The groups all live in separate row houses on East Hagert Street, right next to St. Francis Inn.  Three friars came to Philadelphia in 1979 and began St. Francis Inn a year later.  They came here to start a ministry but unsure what to do, they lived among the people of the neighborhood to see what they needed.  They discovered that the people here did not need a church, they need the gospel lived among them.  From here, St. Francis Inn was born.  The director, New Hampshire native Fr. Michael Duffy, OFM, arrived 26 years ago and the most recent addition is Fr. Steven Patti, OFM.  The sisters arrived over 20 years ago as did two of the laywomen, Barbara Salapek and Karen Pushaw.  Both Barbara and Karen were volunteers and they decided to stay on as team members.  In Karen's case, she left behind a prestigious job at a law firm and an amazing condo to live and work here among the poor.  The other two laypeople are Judy Stachecki and Kevin Cilano.  Kevin was a volunteer here like Karen and Barbara but decided to stay on as a team member last fall.

The Franciscan Volunteers are a group of post-college graduates who commit 1-2 years of living, praying, and working in community in a Franciscan ministry.  There are three local volunteer communities here - Philadelphia, Wilmington, DE, and Camden, NJ.  There are four young people who are working at St. Francis Inn this year.  I must confess that I am envious of them, I really wish I did something like that when I graduated from college!

While Fr.
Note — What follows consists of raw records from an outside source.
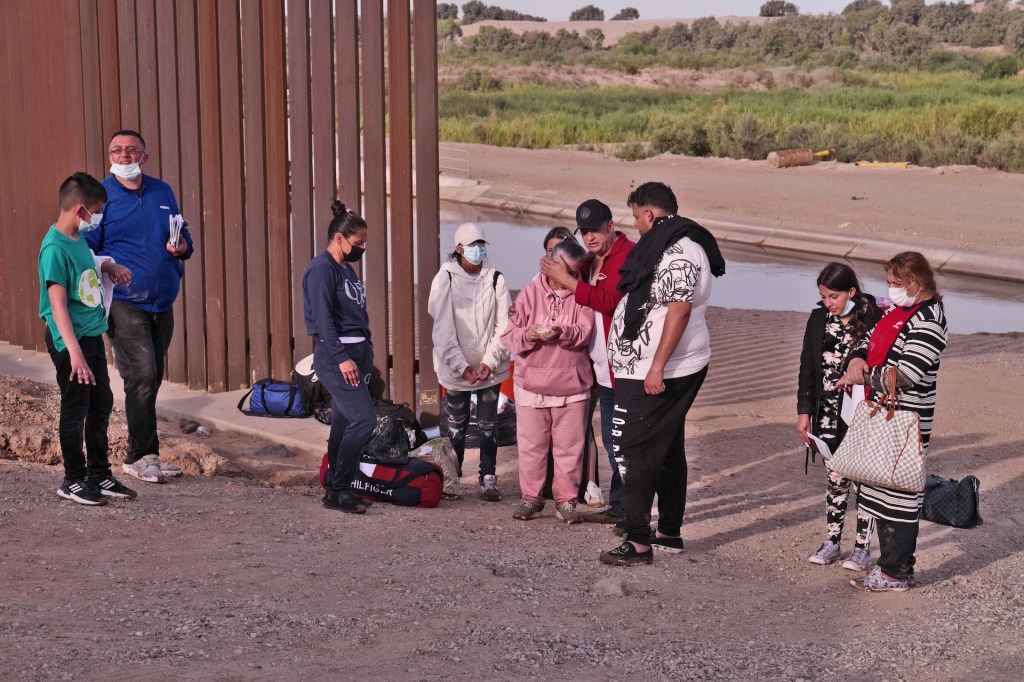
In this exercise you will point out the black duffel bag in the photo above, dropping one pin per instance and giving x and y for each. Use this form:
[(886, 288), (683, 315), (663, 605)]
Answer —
[(951, 502)]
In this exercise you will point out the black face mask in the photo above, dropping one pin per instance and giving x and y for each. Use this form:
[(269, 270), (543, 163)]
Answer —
[(354, 255)]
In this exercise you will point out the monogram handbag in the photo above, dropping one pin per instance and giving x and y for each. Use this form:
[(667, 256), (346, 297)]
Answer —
[(883, 445)]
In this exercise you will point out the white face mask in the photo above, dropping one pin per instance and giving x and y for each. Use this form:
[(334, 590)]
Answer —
[(84, 226), (474, 253), (900, 297), (126, 171)]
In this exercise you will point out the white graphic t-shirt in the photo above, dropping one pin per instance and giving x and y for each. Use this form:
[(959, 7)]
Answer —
[(683, 274)]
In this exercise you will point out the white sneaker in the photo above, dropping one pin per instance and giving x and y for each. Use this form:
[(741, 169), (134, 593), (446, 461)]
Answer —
[(859, 559), (169, 469), (146, 469)]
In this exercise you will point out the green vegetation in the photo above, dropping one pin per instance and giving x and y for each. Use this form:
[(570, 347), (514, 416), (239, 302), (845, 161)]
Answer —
[(933, 119), (889, 82)]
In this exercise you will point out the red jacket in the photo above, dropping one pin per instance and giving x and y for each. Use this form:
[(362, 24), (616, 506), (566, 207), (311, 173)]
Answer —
[(604, 296)]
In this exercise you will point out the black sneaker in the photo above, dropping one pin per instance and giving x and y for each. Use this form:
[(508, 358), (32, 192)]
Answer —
[(670, 545), (112, 487), (344, 501), (82, 492), (627, 555)]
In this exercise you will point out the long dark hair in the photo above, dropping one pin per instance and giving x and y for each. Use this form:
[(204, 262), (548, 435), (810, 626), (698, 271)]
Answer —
[(840, 276), (344, 221)]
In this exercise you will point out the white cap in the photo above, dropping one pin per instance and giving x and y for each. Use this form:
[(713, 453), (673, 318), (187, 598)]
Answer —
[(469, 232)]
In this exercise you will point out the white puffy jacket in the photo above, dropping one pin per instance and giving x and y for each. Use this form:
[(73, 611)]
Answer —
[(470, 314)]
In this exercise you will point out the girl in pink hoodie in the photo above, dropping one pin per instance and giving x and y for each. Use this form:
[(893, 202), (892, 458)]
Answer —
[(549, 335)]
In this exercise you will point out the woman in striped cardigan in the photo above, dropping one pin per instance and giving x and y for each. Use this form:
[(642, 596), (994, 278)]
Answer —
[(910, 338)]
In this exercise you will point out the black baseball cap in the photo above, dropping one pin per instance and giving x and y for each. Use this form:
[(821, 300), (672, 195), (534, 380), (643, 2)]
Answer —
[(592, 214)]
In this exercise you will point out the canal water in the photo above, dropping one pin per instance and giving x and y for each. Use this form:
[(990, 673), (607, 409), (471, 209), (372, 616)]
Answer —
[(756, 279)]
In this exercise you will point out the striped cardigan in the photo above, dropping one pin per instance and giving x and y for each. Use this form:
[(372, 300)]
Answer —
[(915, 355)]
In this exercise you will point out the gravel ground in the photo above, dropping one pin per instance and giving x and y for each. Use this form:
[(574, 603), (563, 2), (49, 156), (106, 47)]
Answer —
[(231, 578)]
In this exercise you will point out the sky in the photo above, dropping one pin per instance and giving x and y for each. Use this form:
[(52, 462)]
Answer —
[(559, 10)]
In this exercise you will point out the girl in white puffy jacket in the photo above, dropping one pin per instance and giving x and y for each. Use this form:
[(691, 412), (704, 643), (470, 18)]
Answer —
[(469, 303)]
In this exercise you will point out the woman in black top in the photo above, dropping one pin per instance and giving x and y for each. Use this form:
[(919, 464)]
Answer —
[(335, 308), (842, 318)]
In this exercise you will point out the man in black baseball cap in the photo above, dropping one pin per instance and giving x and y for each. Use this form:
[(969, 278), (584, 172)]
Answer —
[(597, 289)]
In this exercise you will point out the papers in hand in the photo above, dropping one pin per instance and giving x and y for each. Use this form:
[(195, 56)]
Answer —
[(819, 446), (177, 222), (850, 401)]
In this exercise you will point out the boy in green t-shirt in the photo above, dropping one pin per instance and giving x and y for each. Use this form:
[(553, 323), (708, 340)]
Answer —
[(71, 301)]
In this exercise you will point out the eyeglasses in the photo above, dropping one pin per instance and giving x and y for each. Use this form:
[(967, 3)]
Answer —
[(130, 151)]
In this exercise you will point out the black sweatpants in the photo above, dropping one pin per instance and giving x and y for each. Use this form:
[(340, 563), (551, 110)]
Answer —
[(648, 437)]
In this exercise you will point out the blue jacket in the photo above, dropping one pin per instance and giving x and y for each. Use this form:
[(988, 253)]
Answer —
[(334, 304), (134, 232)]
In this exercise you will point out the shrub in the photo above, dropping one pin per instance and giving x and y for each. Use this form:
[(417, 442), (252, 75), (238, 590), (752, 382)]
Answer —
[(944, 61), (752, 138), (1000, 67), (632, 151)]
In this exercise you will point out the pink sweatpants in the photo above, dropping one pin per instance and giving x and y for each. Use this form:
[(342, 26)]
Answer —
[(560, 428)]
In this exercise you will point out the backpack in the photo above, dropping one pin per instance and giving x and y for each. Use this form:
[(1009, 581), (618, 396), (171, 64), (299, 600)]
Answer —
[(270, 397), (417, 483)]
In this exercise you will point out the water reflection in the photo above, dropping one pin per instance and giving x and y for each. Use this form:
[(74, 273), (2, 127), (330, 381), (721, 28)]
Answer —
[(756, 279)]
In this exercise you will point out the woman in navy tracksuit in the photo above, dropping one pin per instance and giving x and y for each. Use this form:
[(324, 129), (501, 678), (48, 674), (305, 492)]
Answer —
[(335, 307)]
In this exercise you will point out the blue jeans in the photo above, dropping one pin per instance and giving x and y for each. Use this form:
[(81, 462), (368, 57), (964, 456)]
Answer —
[(606, 396), (85, 410), (352, 416), (457, 406), (140, 341)]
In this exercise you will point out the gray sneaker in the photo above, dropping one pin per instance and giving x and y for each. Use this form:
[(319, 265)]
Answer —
[(859, 559), (488, 488), (827, 553), (879, 582), (146, 469), (567, 512)]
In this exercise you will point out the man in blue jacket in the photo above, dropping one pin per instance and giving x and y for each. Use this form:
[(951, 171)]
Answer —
[(136, 232)]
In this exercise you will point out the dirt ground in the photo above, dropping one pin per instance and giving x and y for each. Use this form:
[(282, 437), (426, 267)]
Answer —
[(235, 577)]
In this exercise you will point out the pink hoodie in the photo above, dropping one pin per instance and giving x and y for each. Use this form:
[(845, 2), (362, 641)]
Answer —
[(560, 367)]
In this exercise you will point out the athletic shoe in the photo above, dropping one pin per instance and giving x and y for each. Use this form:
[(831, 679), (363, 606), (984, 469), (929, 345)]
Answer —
[(488, 488), (112, 487), (168, 469), (627, 555), (146, 469), (859, 559), (827, 553), (567, 512), (670, 545), (344, 501), (527, 510), (879, 582), (82, 492)]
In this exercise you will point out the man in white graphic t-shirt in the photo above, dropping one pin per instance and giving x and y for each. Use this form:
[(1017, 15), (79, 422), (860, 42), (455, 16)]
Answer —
[(658, 350)]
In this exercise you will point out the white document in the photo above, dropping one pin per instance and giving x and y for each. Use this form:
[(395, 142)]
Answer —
[(850, 401), (175, 229), (819, 445)]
Michael is the director and this is a ministry of the friars, there is no hierarchy here or pretense among the team and volunteers.  One person serves as the coordinator each day and everyone defers to that person, no matter how junior they are.  They each take turns with the responsibilities and they get two days off a week.

They have an amazing life and while they don't have much materially, they are the happiest and most amazing people I have ever encountered.  This is faith.